Die Beziehungen zwischen London und der EU verschlechtern sich rapide. In den Hauptstädten der EU setzt sich allmählich der Standpunkt durch, dass Großbritannien für die Krise des gesamten Kontinents, die sich durch das Brexit-Votum noch verschärft hat, bezahlen soll. Der ehemalige polnische Premierminister und heutige Präsident des Europarats, Donald Tusk, drückte es so aus: „Die einzige Alternative zu einem harten Brexit“, bei dem keine Einigung über den Zugang zum Gemeinsamen Markt und der Einwanderung erzielt wird, „ist kein Brexit“.

Um die ablehnende Haltung der EU zu überwinden, befürwortet die SNP immer entschiedener den imperialistischen Militarismus. So will sie sich für eine EU-Mitgliedschaft empfehlen. 2012 gab die Partei ihre Opposition zur NATO auf. Schon lange war auch klar, dass ihre Ablehnung des Trident-Nuklearprogramms bloße Rhetorik war. Bei Faslane-on-Clyde in Schottland, etwa 30 km von Glasgow entfernt, liegt die gesamte atomare U-Boot-Flotte Großbritanniens. Der Marinestützpunkt, wo über 7 000 Arbeiter und Servicepersonal beschäftigt sind, wird gerade für die neuen Trident-Nuklearraketen ausgebaut.
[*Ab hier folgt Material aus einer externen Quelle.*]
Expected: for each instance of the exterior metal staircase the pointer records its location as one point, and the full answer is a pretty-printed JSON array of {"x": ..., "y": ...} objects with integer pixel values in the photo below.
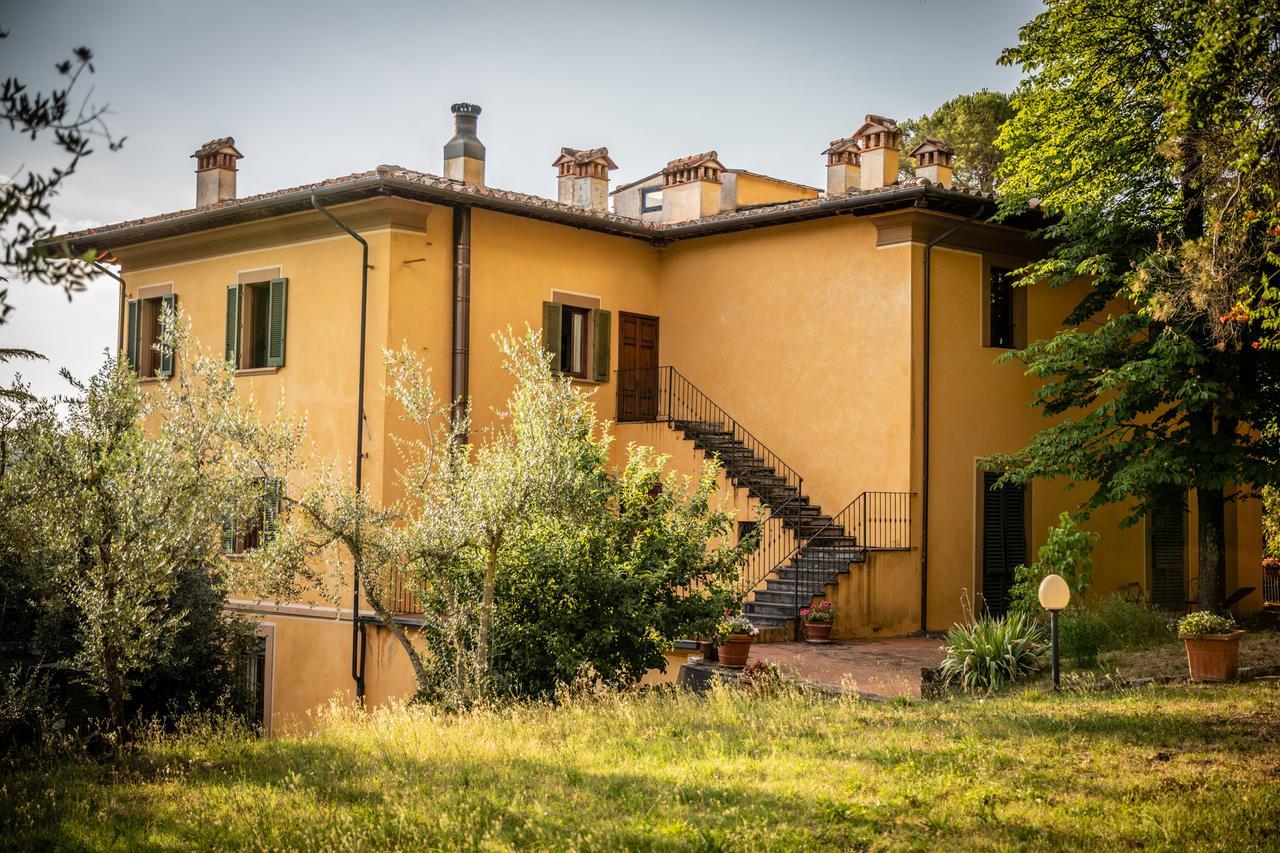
[{"x": 801, "y": 548}]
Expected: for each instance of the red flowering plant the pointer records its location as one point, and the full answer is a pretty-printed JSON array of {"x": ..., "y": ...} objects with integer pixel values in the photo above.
[{"x": 821, "y": 612}]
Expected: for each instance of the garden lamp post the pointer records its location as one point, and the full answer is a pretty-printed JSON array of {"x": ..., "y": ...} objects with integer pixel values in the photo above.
[{"x": 1054, "y": 594}]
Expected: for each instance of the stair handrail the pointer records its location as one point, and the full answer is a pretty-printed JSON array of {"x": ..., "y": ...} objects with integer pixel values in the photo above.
[
  {"x": 848, "y": 518},
  {"x": 768, "y": 456}
]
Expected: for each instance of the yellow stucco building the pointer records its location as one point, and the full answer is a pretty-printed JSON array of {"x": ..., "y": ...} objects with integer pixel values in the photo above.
[{"x": 835, "y": 346}]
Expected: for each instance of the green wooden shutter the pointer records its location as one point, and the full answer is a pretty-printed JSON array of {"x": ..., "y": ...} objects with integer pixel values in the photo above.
[
  {"x": 233, "y": 308},
  {"x": 270, "y": 510},
  {"x": 602, "y": 346},
  {"x": 132, "y": 323},
  {"x": 228, "y": 538},
  {"x": 277, "y": 311},
  {"x": 168, "y": 308},
  {"x": 552, "y": 315}
]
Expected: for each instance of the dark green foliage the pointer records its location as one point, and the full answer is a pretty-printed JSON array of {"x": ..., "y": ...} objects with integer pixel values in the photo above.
[
  {"x": 970, "y": 124},
  {"x": 599, "y": 597},
  {"x": 992, "y": 652},
  {"x": 1147, "y": 133}
]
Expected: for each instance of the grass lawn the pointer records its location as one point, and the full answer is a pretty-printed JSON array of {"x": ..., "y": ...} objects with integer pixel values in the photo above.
[
  {"x": 1166, "y": 766},
  {"x": 1258, "y": 648}
]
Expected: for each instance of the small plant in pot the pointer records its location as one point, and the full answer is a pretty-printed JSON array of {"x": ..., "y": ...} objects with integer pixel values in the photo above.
[
  {"x": 734, "y": 638},
  {"x": 1212, "y": 646},
  {"x": 817, "y": 621}
]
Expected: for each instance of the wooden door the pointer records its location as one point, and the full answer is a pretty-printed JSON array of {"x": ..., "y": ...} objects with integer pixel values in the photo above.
[
  {"x": 638, "y": 368},
  {"x": 1004, "y": 539}
]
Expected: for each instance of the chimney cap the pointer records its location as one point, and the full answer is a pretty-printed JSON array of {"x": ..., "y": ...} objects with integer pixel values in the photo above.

Die SNP hat mit keinem Wort dagegen protestiert.

Harriet Baldwin, Staatssekretärin im britischen Verteidigungsministerium, bestätigte vor kurzem, dass alle acht neuen Type 26 “Global Combat Ships” der Marine in Glasgow gebaut werden. Eine der noch bestehenden Werften am Fluss Clyde ist in Govan, dem Wahlkreis von Sturgeon. Sturgeon, die Hillary Clinton bewundert, ergriff auch Partei für die gegen Russland gerichtete Außenpolitik Großbritanniens und der USA. „Das barbarische Assad-Regime und die Aktionen Russlands sind abstoßend“, tönte sie und verlor natürlich kein Wort darüber, dass Großbritannien und die USA in erster Linie die Verantwortung für die Katastrophe tragen.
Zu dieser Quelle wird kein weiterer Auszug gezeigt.